2. Apply ML tools for prediction, forecasting, and causal inference in economic contexts.
3. Interpret ML models and assess policy-relevant quantities (treatment effects, counterfactuals).
4. Manage economic data, perform feature engineering, and evaluate models rigorously.
5. Communicate results, including limitations, robustness, and ethical considerations.

Assessment

1. Weekly labs/homeworks: 30%
2. Midterm exam or take-home: 20%
3. Final project (report + presentation + code): 40%
4. Participation/reading responses: 10%

Software/tools

1. Python: pandas, scikit-learn, statsmodels, xgboost/lightgbm, tensorflow/pytorch (optional), econml/causalml.
2. R alternatives: tidyverse, caret, randomForest, GRF (generalized random forests), causalTree, glmnet.
3. Data sources: World Bank, FRED, CPS, IPUMS, Penn World Table, Compustat, Kaggle.

Course Outline

4 weeks intensive physical Boot camp OR 2 weeks physical training and 3 weeks online training

Introduction & Motivation

1. Topics: What is AI/ML vs econometrics; role of ML in economic analysis; prediction vs causal inference; reproducible research.
2. Lab: Environment setup, data cleaning demo, simple prediction with linear regression and cross-validation.
3. Readings: Varian (2014) “Big Data”, Mullainathan & Spiess (2017) overview.

Data, Features, Regularization & Model Selection

1. Topics: Feature engineering, missing data, regularization (Ridge, Lasso), cross-validation, model selection criteria.
2. Lab: Lasso and Ridge in Python/R; selecting lambda with CV; interpreting coefficients.
3. Readings: Hastie, Tibshirani & Friedman (selected sections); Mullainathan & Spiess (sections on prediction).

Supervised Learning: Trees and Ensembles

1. Topics: Decision trees, random forests, gradient boosting (XGBoost/LightGBM), bias-variance tradeoff, variable importance.
2. Lab: Train/evaluate tree-based models on microdata (e.g., wage or credit datasets).
3. Readings: Breiman (RF), Friedman (boosting) intro materials.

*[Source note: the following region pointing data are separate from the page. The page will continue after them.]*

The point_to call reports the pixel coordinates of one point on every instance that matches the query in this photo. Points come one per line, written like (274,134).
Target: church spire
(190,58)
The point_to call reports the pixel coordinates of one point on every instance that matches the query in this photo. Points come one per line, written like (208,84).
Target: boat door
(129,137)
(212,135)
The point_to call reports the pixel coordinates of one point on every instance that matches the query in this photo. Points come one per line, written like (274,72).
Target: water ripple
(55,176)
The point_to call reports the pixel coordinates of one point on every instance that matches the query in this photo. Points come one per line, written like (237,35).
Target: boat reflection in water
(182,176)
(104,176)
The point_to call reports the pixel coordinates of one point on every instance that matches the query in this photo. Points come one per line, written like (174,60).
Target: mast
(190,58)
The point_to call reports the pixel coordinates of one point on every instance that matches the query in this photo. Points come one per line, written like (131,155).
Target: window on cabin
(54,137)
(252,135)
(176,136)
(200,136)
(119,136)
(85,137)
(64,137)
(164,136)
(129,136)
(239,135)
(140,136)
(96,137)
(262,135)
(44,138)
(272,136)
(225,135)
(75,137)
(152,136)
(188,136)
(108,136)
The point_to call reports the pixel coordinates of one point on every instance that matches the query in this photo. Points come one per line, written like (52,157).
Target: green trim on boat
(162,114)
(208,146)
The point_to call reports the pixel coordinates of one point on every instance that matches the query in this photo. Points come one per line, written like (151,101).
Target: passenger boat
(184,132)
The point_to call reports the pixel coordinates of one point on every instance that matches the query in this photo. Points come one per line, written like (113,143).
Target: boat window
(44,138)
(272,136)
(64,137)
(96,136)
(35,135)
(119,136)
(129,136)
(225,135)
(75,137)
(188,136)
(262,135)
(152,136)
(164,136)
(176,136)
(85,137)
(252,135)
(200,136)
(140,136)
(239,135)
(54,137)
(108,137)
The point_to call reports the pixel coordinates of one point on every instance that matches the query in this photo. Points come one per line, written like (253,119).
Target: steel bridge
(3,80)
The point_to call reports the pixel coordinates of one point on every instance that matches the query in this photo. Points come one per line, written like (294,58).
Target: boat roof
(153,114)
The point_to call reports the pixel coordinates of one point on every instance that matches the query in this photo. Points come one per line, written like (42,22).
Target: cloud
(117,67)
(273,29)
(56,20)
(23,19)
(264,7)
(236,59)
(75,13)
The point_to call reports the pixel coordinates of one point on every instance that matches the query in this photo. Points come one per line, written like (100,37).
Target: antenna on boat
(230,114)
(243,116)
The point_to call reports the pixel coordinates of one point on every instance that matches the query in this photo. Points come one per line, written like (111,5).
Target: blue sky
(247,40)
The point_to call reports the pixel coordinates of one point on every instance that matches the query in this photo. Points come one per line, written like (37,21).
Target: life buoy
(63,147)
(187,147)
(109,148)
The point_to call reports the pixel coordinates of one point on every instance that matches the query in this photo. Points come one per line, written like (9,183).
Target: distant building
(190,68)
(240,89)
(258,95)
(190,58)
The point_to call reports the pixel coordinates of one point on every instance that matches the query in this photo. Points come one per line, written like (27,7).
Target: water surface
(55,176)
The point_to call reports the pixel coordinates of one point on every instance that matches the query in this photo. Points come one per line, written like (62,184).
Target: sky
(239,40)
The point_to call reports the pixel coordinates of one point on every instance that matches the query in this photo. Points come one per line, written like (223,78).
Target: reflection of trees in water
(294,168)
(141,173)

Model Interpretation & Explainability

1. Topics: Partial dependence, SHAP/LIME, heterogeneity exploration, surrogate models, interpretable ML for policy.
2. Lab: Use SHAP/ICE plots to interpret a boosted model applied to treatment targeting example.
3. Readings: Molnar (interpretable ML excerpts), Athey & Imbens (on interpretability themes).

Time Series Forecasting & ML for Macroeconomic Data

1. Topics: Classical forecasting (ARIMA), ML for forecasting (feature-based, tree/NN models), evaluation metrics, mixing frequencies.
2. Lab: Forecast GDP/unemployment using classical and ML models; holdout strategies for time series.
3. Readings: Hyndman & Athanasopoulos (selected chapters).

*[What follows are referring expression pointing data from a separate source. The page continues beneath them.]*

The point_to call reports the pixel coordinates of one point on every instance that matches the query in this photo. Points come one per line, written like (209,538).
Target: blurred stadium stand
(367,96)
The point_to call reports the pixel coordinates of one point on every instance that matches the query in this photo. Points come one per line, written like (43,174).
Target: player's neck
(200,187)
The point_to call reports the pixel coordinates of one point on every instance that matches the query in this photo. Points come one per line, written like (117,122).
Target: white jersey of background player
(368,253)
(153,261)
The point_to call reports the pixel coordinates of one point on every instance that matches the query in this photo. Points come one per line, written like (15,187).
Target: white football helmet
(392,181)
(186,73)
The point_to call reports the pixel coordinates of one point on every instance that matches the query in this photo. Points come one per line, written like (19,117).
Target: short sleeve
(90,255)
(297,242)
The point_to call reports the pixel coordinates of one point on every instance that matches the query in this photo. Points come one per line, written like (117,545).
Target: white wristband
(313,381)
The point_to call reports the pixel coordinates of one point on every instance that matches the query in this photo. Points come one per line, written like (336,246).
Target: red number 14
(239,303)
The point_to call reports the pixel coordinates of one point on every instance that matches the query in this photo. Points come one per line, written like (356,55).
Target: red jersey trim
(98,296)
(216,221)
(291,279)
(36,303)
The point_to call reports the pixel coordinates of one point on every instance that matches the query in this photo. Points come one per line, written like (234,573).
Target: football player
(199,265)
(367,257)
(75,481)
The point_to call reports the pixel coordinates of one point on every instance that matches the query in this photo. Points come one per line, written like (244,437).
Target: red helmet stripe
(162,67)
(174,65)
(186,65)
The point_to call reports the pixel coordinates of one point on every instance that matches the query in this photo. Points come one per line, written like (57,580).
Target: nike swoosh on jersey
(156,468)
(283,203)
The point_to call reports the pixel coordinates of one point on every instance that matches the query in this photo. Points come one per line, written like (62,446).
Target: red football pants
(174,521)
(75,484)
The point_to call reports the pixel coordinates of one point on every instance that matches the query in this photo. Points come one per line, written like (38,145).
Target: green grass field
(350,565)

Causal Inference I: Foundations & Machine Learning for Causality

1. Topics: Potential outcomes framework, ignorability, selection on observables, propensity scores, double robust estimation.
2. Lab: Propensity score matching, IPW, doubly robust estimators using ML for nuisance functions.
3. Readings: Athey & Imbens (2019 overview), Angrist & Pischke (relevant chapters).

Causal ML II: Targeted/Double ML & Heterogeneous Treatment Effects

1. Topics: Double/debiased machine learning (DML), causal forests, uplift modeling, estimating heterogeneous effects.
2. Lab: Implement DML and causal forest (grf/econml) for treatment effect heterogeneity; interpret results for targeting policy.
3. Readings: Chernozhukov et al. (2018) on DML, Wager & Athey (2018) on causal forests.

Panel Data, High-dimensional Controls, Regularized IV

1. Topics: High-dimensional fixed effects, Lasso for selection, post-selection inference, machine learning in IV and structural estimation.
2. Lab: Apply high-dimensional methods to panel microdata; implement Lasso-IV / Post-Lasso.
3.  Readings: Belloni, Chernozhukov & Hansen (Lasso for IV).

Structural Problems & Combining ML with Economic Models

1. Topics: Using ML to approximate components of structural models (two-step), demand estimation with ML (e.g., random coefficients), policy simulations.
2. Lab: Example: integrate ML-predicted choice probabilities into a simple structural demand estimation or discretized dynamic program.
3. Readings: Athey (2018) on ML & structural models; classic discrete choice references.

  Reinforcement Learning & Dynamic Policy Evaluation (optional / advanced

1. Topics: Markov decision processes, RL basics, off-policy evaluation, contextual bandits for policy targeting.
2. Lab: Contextual bandit for ad allocation / subsidy targeting; offline policy evaluation using importance sampling/Doubly Robust.
3. Readings: Sutton & Barto (selected), work on contextual bandits in policy contexts.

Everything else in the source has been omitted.